By Benjamin E. Rubin, Jon G Sanders, Kyle M Turner, Naomi E Pierce, Sarah D Kocher

Posted 22 Sep 2017
bioRxiv DOI: 10.1101/192617 (published DOI: 10.1098/rsos.180369)

Social interactions can facilitate transmission of microbes between individuals, reducing variation in gut communities within social groups. Thus, the evolution of social behaviors and symbiont community composition have the potential to be tightly linked. We explored this connection by characterizing the diversity of bacteria associated with both social and solitary bee species within the behaviorally variable family Halictidae using 16S amplicon sequencing. Contrary to expectations, we found few differences in bacterial abundance or variation between social forms, and most halictid species appear to share similar gut bacterial communities. However, several strains of Sodalis, a genus described as a symbiont in a variety of insects but yet to be characterized in bees, differ in abundance between social and solitary bees. Phylogenetic reconstructions based on whole-genome alignments indicate that Sodalis has independently colonized halictids at least three times.
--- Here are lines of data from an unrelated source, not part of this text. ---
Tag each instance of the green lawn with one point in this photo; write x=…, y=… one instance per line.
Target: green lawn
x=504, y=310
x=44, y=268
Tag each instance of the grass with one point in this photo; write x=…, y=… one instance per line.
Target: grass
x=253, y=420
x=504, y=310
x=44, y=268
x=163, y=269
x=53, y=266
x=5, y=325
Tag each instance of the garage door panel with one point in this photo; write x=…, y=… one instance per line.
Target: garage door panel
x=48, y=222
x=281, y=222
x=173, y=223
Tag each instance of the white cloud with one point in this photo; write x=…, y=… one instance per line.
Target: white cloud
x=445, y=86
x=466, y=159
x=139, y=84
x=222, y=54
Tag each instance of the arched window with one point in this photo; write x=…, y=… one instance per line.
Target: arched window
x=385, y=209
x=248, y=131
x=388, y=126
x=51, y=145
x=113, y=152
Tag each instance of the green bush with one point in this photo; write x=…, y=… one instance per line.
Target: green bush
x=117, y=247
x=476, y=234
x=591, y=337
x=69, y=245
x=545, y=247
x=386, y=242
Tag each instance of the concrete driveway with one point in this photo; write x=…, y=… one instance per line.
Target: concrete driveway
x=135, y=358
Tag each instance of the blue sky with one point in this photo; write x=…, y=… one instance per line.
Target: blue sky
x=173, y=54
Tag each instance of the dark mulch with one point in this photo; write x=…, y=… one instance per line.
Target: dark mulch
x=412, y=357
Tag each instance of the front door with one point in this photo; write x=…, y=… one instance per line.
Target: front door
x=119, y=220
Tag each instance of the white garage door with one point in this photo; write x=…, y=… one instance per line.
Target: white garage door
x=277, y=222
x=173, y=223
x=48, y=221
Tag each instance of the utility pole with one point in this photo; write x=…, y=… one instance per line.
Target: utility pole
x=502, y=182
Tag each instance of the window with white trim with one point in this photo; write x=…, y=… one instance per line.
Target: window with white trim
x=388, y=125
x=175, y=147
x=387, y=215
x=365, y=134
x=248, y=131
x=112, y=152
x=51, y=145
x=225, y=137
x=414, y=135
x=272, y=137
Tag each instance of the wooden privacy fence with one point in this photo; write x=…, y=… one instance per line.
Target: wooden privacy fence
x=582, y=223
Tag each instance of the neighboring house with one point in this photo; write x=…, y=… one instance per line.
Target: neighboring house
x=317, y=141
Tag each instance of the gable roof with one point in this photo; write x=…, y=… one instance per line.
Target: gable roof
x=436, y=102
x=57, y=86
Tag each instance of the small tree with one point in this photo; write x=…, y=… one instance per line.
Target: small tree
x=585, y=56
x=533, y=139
These strains appear to be mutually exclusive within individual bees, although they are not host-species-specific and no signatures of vertical transmission were observed, suggesting that Sodalis strains compete for access to hosts. De novo genome assemblies indicate that these three lineages are subject to widespread relaxed selection and that Sodalis is undergoing genome degeneration during the colonization of these hosts.